Respondent’s confusingly similar <perumicrosoft.com> domain name resolves to a website
that is mostly under construction, but does contain an advertisement for a
company that is unrelated to Complainant.
Complainant contends that Respondent is using the disputed domain name
to divert Internet users to the resolving website for its own commercial
gain. The Panel agrees with this
contention and finds that Respondent’s use of the <perumicrosoft.com> domain name is neither a bona fide offering of goods or services
under Policy ¶ 4(c)(i) nor a legitimate noncommercial or fair use under Policy
¶ 4(c)(iii). See Bank of Am. Fork v. Shen,
FA 699645 (Nat. Arb. Forum June 11, 2006) (finding that the respondent’s use of
a domain name to redirect Internet users to websites unrelated to a
complainant’s mark is not a bona fide use under Policy ¶ 4(c)(i)); see also Seiko Kabushiki Kaisha v. CS into Tech, FA 198795 (Nat. Arb. Forum Dec. 6, 2003) (“Diverting
customers, who are looking for products relating to the famous SEIKO mark, to a
website unrelated to the mark is not a bona fide offering of goods or services
under Policy ¶ 4(c)(i), nor does it represent a noncommercial or fair use under
Policy ¶ 4(c)(iii).”).
Moreover, the WHOIS information for Respondent’s <perumicrosoft.com> domain name lists “Luis Enrique Varela Ponce” as the registrant. Complainant asserts that Respondent is not licensed to use the MICROSOFT mark. Respondent has not offered any evidence to show that Policy ¶ 4(c)(ii) applies in this case. Therefore, the Panel finds that Respondent is not commonly known by the <perumicrosoft.com> domain name under Policy ¶ 4(c)(ii). See Tercent Inc. v. Lee Yi, FA 139720 (Nat. Arb. Forum Feb. 10, 2003) (stating “nothing in Respondent’s WHOIS information implies that Respondent is ‘commonly known by’ the disputed domain name” as one factor in determining that Policy ¶ 4(c)(ii) does not apply); see also RMO, Inc. v. Burbridge, FA 96949 (Nat. Arb. Forum May 16, 2001) (interpreting Policy ¶ 4(c)(ii) "to require a showing that one has been commonly known by the domain name prior to registration of the domain name to prevail").
The Panel finds that Policy ¶ 4(a)(ii) has been satisfied.
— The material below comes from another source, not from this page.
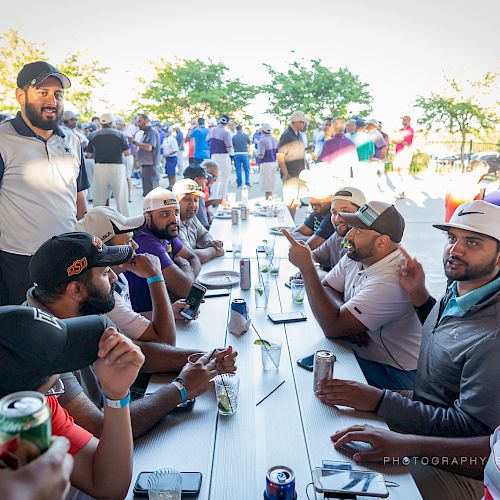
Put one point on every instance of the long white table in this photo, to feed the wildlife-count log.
(291, 427)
Complainant asserts that Respondent is using the <perumicrosoft.com> domain name to
commercially gain from the confusing similarity between the disputed domain
name and Complainant’s MICROSOFT mark.
The disputed domain name resolves to website that is mostly under
construction, but does contain an advertisement for a company that is unrelated
to Complainant. The Panel agrees with
Complainant’s assertion and finds that Respondent’s conduct constitutes bad
faith registration and use under Policy ¶ 4(b)(iv). See Bank of Am. Corp. v.
The Panel finds that Policy ¶ 4(a)(iii) has been satisfied.
Having established all three elements required under the ICANN Policy, the Panel concludes that relief shall be GRANTED.
Accordingly, it is Ordered that the <perumicrosoft.com> domain name be TRANSFERRED from Respondent to Complainant.